Talvez por isso é que ande sempre com as mãos nos bolsos; não porque as esconde mas porque em algum momento você percebeu que de nada serviria segurar-se em algo, segurar-se em alguém, fazer algum gesto. O gesto te será sempre incompleto sempre insignificante, ou incapaz de indicar o que você deseja. Assim também é com as palavras. Se você tentasse falar, algo que raramente faz hoje em dia, os sons que sairiam da sua boca te pareceriam extremamente inúteis, sem sabor, ou ainda ácidos, porque para comunicar um pensamento suas palavras teriam de tomar uma forma, você não se tornou capaz de despir a ideia até encontrar seu elemento básico, seu núcleo, então falar é como mirar em um alvo no escuro, é quase impossível acertar, cada palavra que sai da sua boca tem, muito mais do que a capacidade de transmitir, a qualidade de mentira. Então para que o esforço de dizer algo se você nunca será capaz de transmitir a verdade? A verdade pura do pensamento se perde dentro da sua cabeça e se liquefaz em meio a todas as outras verdades, o mar avoluma, começa a inundar suas praias. Você nunca soube o que fazer com tanta água.
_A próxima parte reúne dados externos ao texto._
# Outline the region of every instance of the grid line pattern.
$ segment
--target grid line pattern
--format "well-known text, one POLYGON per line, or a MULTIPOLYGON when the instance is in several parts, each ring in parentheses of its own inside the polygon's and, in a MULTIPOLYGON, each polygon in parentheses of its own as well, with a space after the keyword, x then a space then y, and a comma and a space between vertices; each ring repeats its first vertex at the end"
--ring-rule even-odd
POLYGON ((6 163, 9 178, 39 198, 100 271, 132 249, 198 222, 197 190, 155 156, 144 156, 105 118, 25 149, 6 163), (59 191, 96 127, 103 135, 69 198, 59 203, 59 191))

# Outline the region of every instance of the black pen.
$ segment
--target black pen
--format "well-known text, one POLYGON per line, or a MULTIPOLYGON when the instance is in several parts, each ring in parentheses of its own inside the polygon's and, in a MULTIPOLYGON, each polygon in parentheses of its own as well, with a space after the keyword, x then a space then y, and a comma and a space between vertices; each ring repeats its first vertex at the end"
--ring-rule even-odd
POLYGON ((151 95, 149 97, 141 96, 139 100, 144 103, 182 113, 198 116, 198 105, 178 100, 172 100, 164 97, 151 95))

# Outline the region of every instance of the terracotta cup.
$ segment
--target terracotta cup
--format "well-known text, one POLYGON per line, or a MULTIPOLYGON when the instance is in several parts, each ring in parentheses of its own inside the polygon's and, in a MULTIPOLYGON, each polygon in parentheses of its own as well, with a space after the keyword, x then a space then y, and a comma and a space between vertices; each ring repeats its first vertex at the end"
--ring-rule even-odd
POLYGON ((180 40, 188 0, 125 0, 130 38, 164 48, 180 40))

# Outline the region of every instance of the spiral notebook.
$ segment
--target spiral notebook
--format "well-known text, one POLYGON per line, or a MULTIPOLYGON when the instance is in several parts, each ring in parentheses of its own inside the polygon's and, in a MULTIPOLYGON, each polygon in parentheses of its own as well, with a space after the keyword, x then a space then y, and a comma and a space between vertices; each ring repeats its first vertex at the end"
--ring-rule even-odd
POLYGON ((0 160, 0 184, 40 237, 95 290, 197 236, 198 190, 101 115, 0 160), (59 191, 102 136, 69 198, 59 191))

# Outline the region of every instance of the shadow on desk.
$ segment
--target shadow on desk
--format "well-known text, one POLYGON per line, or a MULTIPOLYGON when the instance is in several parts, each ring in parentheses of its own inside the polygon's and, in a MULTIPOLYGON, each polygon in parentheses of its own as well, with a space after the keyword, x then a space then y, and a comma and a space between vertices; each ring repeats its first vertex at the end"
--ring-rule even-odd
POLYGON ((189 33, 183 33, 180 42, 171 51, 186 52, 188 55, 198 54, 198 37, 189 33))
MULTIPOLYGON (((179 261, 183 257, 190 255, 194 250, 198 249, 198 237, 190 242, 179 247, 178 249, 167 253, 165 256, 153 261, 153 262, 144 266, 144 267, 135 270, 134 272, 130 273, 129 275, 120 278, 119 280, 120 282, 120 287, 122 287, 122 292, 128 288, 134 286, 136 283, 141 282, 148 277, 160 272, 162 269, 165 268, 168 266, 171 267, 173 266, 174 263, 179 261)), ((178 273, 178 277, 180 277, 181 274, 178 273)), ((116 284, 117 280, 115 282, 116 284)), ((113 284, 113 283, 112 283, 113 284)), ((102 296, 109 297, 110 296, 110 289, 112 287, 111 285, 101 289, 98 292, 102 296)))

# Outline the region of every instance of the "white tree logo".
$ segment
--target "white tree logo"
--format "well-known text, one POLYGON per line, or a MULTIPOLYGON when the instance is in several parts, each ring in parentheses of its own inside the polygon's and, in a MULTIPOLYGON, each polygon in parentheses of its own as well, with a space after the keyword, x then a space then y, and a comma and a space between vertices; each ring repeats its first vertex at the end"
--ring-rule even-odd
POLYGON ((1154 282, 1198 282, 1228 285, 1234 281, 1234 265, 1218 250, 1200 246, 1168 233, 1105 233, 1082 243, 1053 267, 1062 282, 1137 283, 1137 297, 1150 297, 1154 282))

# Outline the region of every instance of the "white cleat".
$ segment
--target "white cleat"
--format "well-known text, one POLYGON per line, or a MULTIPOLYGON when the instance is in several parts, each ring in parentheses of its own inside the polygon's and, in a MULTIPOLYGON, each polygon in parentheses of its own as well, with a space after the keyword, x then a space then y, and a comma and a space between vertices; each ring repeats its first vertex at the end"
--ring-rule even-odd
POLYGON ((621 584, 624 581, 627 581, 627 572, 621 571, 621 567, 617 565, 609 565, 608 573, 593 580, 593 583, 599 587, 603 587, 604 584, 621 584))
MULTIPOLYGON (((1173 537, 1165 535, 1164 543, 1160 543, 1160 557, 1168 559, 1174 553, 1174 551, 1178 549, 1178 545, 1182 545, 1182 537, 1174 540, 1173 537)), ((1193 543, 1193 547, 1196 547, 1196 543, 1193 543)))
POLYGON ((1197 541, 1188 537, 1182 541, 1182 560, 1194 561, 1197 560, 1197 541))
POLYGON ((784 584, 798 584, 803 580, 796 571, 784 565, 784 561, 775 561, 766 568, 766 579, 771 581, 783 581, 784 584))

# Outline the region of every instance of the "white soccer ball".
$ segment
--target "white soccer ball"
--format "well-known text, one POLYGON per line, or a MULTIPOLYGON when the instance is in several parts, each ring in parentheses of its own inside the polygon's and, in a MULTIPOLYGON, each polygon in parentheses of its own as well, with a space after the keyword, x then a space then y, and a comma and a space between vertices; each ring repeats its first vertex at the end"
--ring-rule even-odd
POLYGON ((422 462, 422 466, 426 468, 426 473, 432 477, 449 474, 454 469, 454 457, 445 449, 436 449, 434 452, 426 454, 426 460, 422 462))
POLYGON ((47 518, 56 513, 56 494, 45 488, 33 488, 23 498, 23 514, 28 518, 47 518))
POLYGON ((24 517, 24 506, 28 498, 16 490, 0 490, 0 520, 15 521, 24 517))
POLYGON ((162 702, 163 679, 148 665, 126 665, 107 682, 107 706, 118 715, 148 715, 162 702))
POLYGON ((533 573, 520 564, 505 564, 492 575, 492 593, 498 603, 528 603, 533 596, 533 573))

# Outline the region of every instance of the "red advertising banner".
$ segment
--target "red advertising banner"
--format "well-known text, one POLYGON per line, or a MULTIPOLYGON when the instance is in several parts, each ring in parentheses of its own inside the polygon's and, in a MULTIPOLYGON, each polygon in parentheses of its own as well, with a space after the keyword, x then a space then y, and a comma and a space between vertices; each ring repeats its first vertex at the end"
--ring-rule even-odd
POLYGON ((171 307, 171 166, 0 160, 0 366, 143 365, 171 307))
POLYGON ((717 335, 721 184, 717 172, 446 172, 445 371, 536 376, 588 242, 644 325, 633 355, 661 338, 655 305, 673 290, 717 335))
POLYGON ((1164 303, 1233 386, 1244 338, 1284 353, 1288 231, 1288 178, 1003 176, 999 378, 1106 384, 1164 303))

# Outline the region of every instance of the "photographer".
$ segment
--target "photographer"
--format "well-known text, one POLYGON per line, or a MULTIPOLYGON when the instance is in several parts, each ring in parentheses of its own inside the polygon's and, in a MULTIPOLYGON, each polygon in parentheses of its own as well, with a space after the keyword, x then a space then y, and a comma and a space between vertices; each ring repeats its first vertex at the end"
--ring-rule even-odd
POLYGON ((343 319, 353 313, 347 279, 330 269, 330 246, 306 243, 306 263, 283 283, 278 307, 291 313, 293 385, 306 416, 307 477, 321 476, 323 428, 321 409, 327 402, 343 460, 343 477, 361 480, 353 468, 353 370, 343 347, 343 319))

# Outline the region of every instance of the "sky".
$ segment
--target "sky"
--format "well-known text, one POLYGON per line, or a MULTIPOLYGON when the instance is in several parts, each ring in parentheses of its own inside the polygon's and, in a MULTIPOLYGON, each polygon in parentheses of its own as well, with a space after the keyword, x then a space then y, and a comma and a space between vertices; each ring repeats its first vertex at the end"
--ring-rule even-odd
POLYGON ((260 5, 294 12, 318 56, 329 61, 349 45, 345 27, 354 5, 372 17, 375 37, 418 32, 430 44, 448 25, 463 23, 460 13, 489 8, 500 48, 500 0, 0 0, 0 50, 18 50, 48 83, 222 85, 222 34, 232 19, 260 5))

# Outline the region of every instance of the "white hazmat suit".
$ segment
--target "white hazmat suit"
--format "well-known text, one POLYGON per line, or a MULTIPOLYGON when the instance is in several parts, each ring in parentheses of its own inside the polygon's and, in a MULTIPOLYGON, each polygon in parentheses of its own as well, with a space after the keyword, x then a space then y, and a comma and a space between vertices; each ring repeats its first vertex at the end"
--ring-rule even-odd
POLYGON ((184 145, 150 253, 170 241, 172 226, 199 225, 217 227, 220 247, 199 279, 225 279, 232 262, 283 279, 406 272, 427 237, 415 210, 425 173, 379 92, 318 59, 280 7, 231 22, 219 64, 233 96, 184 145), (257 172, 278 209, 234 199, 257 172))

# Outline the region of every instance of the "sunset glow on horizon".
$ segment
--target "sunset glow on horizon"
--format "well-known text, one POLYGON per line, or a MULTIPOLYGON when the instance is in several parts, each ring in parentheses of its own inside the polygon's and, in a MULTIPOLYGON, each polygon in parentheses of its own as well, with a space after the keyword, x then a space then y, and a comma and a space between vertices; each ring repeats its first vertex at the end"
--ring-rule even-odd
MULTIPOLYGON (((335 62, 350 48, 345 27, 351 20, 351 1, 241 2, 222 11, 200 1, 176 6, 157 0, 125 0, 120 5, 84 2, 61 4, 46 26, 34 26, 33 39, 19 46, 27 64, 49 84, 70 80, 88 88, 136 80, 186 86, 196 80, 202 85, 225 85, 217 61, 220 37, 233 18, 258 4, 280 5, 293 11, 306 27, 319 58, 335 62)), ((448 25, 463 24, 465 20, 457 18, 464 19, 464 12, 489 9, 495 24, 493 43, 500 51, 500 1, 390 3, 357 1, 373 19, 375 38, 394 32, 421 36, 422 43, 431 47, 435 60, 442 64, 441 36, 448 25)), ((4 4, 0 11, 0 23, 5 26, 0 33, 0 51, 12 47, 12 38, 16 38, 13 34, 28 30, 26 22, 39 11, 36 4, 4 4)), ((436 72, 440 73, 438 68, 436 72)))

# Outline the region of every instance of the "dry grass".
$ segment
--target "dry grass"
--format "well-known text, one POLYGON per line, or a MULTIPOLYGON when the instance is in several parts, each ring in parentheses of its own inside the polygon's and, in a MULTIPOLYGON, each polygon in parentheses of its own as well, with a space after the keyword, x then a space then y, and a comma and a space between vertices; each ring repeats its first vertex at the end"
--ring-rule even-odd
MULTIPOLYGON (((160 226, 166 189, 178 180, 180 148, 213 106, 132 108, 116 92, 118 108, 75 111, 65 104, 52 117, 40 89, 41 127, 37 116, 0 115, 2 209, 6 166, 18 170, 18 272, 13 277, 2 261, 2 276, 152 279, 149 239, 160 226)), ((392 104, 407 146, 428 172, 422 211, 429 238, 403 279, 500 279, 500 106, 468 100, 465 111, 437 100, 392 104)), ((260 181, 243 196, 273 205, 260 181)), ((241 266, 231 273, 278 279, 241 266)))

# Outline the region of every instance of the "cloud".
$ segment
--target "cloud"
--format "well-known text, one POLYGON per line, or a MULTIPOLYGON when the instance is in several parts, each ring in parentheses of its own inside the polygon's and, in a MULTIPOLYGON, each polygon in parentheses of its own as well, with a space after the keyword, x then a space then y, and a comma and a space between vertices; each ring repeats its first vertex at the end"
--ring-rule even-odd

As marcas talvez lhe sirvam como uma maneira de escorrer algumas gotas, mas nunca serão suficientes, nunca haverá uma abertura suficientemente grande para que fluam suas verdades liquefeitas, sua existência insalubre, porque sua boca foi deturpada desde o nascimento, sua boca é mais uma ferida e dela, as palavras proferidas saem como pus. Então o seu silêncio que se perpetuará até o momento em que alguém ousar tocar a sua boca, engolir sua podridão, a coagulação da sua verdade, a mentira primordial da sua existência sendo engolida e mesclada a outro líquido pútrido. Quando tocarem sua boca, não será o momento de perdão, as marcas são eternas tatuagens da sua realidade, e propagam-se; não uma aceitação, mas uma anti-rejeição. Quando a sua existência inócua será reconhecida como tal por outra existência inócua. Quando suas palavras inúteis se tornarem fato. Algum dia lerão sua carta. Algum dia os dias não serão mais contados na sua pele.
*
O torpor
Cansado. Você está cansado. De novo: você está cansado. Assim é que se desenrola o momento, ou ainda, não se desenrola porque a partir dessa constatação a sensação é intensificada, paralisa qualquer possibilidade, qualquer movimento que seu corpo planejaria e deixa-se ficar, por um segundo ou dois ou três e assim cria-se um outro momento não mais fácil de atravessar apenas pela sua aparente imobilidade e aparente porque o corpo ainda se move em pequenos tremores que convém chamar de pulsação mesmo que as pontas dos teus dedos, agora suas mãos inteiras, estejam frias, que uma de suas pernas tenha adormecido sem sequer formigar. Noite passada você esteve deitado na cama como se fosse maca ouvindo um rock vagabundo de alguma banda de garagem estadunidense sem sequer prestar atenção enquanto olhava o teto e discernia formar aleatórias a partir das sombras que as luzes da rua projetavam através da janela aberta porque você não consegue dormir com o ar parado de um quarto fechado. Noite passada a sensação foi parecida mas ainda guardava resquícios de algum tipo de contentamento por ter caminhado pelo centro de uma cidade desconhecida onde comprou sorvete e fazia calor, ainda carregando o capote da noite anterior nos braços e sentindo as meias longas incomodando as canelas prometendo início de um suor e isso tudo porque o tempo não tem estado estável, não nos últimos meses, não. Agora você olha para o teto enquanto o cansaço vai delineando mais marcas no teu rosto, bom escultor do tempo e do desânimo. Você não se pergunta nada, não espera nada de si, sabe que não sonhará quando dormir e isso se dormir porque a cada dia isso parece mais difícil e na sua cabeça começa uma lista de possíveis doenças que você tem muito além das cáries e com certeza algo que um psiquiatra te daria pílulas para mas que não faria sentido. Você se recusa as ajudas.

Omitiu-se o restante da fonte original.